Dies sehen auch die Eltern der elf Jugendlichen so und unterstützen die Reise nach Kanada. Sie müssen den Großteil der Kosten von 2000 Mark bezahlen. Sponsorengelder aufzutreiben ist schwer. Für die 14-jährige Sophie haben sämtliche Verwandte zusammengelegt, sagt Mutter Susanne Schilling-Bartetzko. Familie Drust mit vier Kindern verzichtet gar auf den Urlaub, damit Sohn Raoul (14) mit nach Regina fliegen kann. "Das machen wir gerne, weil wir das wichtig finden", sagt Mutter Martina Drust. Für Raoul, den einzigen Jungen bei den "Samsen", hat das Tanzen eine ganz besondere Bedeutung. Schon mit vier Jahren hat er damit angefangen, weil er als Kind motorische Störungen hatte. "Das Tanzen war für ihn eine gute Therapie", erzählt Frau Drust. Später wollte sie es ihm sogar ausreden, damit er Sport mit anderen Jungen treibt, wie Fußball spielen. Doch für Raoul ist das Tanzen eine Leidenschaft geworden, versichert er. "Ballspiele haben mich nie interessiert." Dass er der einzige Junge ist, macht ihm nichts aus. "Ich bin das gewöhnt."
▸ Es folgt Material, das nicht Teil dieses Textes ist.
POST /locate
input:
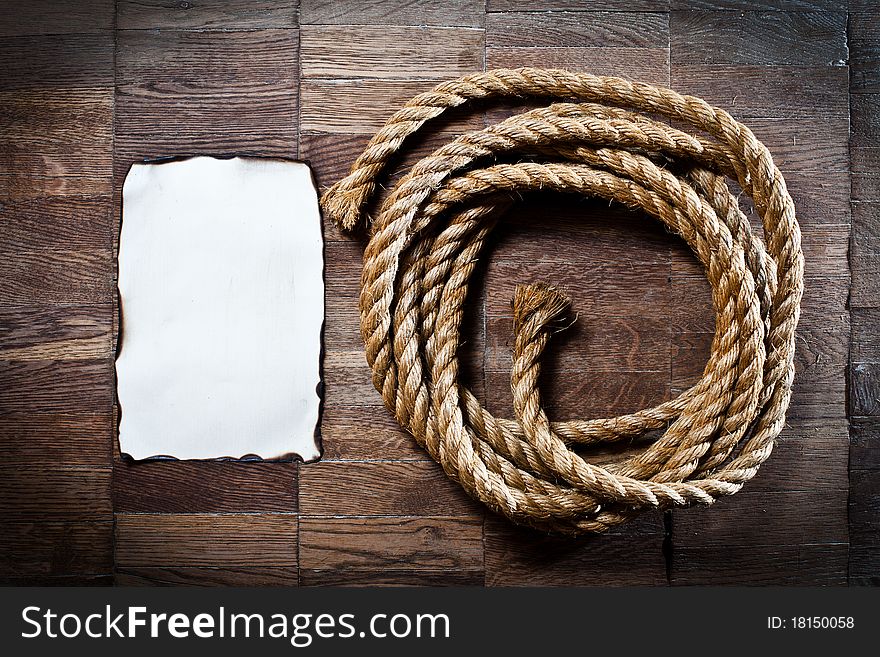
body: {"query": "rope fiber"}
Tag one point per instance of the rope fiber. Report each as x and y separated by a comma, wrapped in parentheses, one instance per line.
(602, 137)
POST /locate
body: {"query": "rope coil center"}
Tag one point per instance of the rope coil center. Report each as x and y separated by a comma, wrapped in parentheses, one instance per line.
(600, 139)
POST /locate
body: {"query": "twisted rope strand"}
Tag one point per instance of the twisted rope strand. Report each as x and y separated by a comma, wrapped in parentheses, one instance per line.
(599, 140)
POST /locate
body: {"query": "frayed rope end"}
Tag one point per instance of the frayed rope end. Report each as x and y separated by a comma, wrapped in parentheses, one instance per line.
(547, 301)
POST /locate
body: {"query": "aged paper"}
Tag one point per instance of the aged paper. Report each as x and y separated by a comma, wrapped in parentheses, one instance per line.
(222, 299)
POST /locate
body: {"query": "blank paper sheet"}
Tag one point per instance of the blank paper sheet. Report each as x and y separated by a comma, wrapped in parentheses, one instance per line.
(222, 308)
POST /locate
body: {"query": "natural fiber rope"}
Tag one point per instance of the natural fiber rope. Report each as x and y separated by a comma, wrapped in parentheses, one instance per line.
(429, 233)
Raoul freut sich genauso wie seine Mittänzerinnen Sophie, Cassia, Lina, Hannah und Laura auf das Festival in Kanada. Die Berliner sind gespannt, Gleichgesinnte aus aller Welt zu treffen, mit ihnen zu tanzen und zu reden, sagen sie nach der Generalprobe. In ihrer "Reise durch unser Jahrhundert" lassen die Jugendlichen die deutsche Geschichte von 1911 bis 1999, Weltwirtschaftskrise, Zweiter Weltkrieg, Hippiezeit, Mauerfall bis Internet-Zeitalter, musikalisch und tänzerisch Revue passieren. Das internationale Publikum in Kanada dürfte daran Interesse finden.